However, there is now an additional fear that warming will trigger feedback mechanisms, turning carbon sinks like forests, frozen arctic tundra, peat and soils into carbon sources that further accelerate the problem. At the same time, seven million km2 of land will be needed for energy crops — just less than the size of Australia.

And it will be costly. The 1.5°C target will need an average annual clean energy system investment of some $2.4 trillion up to 2035, or 2.5% of global gross domestic product (GDP). But this will be cheaper than trying to retrieve CO2 from the atmosphere later in the century.

Fortress UK

This underlines the question of whether the UK on its own can make a difference and if opportunities exist for business? There are a number of answers. An obvious one is that someone has to show leadership.

If that sounds over-optimistic, then a more sanguine approach is that if and when impacts get worse, more people will want products and services designed to cope. Being a market leader then becomes hugely beneficial. By one estimate, the value of the world’s renewables market alone will be worth more than $2,000,000 million by 2025! There will be matching opportunities in food chains, health products and manufacturing.

However, there are solutions to be found first. Commenting on the IPCC recommendations, Claire Perry said, “The report was a really stark and sober piece of work — a good piece of work.” She is concerned about costs and who will pay, but adds, “The question is: what does Government need to do, where can the private sector come in, and what technologies will come through?”

From a business and supply chain opportunity perspective, it isn’t only low-carbon technology that counts but also innovations that help other enterprises to become more efficient, cutting costs by reducing energy bills, raising margins, lowering prices and becoming more competitive in vital sustainable markets. If all goes well there could be two million “green collar” jobs by 2030 generating up to £170 billion in annual exports for UK businesses.

Carbon neutrality

According to the Prime Minister, the UK Government intends “to legislate for a net zero emissions target at an appropriate point in the future”. Meanwhile, it joined 18 other nations in the Carbon Neutrality Coalition at the UN General Assembly’s 73rd session in New York recently.

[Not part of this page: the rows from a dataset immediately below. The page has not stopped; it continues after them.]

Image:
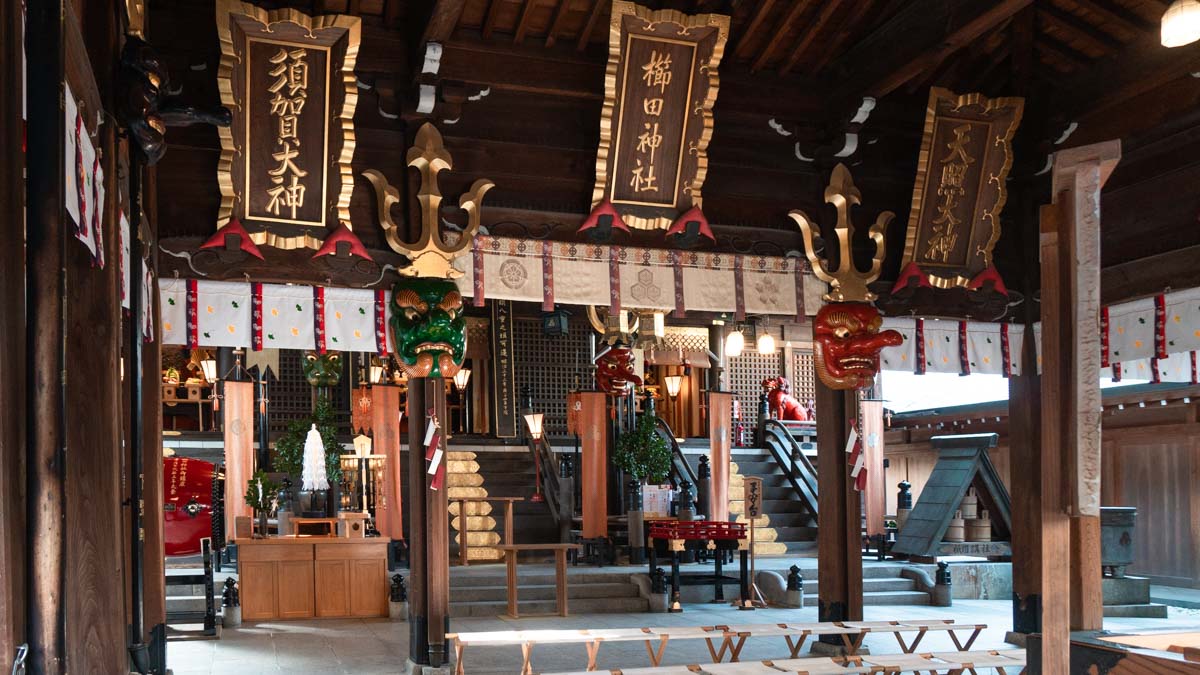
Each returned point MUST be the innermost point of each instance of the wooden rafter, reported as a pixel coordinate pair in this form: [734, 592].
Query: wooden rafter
[917, 37]
[1062, 53]
[591, 25]
[768, 49]
[523, 22]
[751, 29]
[443, 19]
[493, 11]
[556, 24]
[1078, 28]
[851, 22]
[1117, 15]
[814, 30]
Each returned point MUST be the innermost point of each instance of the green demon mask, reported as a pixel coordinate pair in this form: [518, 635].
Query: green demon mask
[429, 327]
[323, 370]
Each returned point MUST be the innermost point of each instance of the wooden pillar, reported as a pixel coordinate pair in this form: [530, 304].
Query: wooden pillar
[1025, 448]
[154, 566]
[46, 231]
[839, 539]
[429, 531]
[1071, 399]
[12, 339]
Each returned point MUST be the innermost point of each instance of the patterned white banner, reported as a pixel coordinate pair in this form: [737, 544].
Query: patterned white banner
[1132, 330]
[287, 317]
[349, 320]
[222, 314]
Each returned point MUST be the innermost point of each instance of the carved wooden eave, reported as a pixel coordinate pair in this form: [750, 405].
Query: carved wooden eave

However, green groups have been critical of environmentally damaging projects like Heathrow, fracking, freezing fuel duties, barriers against onshore wind power, an end to solar subsidies and the idea of zero-carbon homes and cutting back on some EV financial incentives.

Summary

  • The UN IPCC has issued a “final warning” that the world has just 12 years left to curb global warming during this century to a rise of no more than 1.5°C if catastrophic life-changing environmental impacts are to be avoided.
  • Meeting this deadline will be culturally demanding, requiring technology to “pull” CO2 back out of the atmosphere, and horrendously expensive. But it will be cheaper and more effective than waiting longer.
  • There are opportunities for a small committed island economy like the UK to make a difference and exploit huge future global export markets. This is not only through the development of innovative technology but also supply chain inputs that lower energy use and carbon emissions, reduce costs, increase margins and make companies more competitive.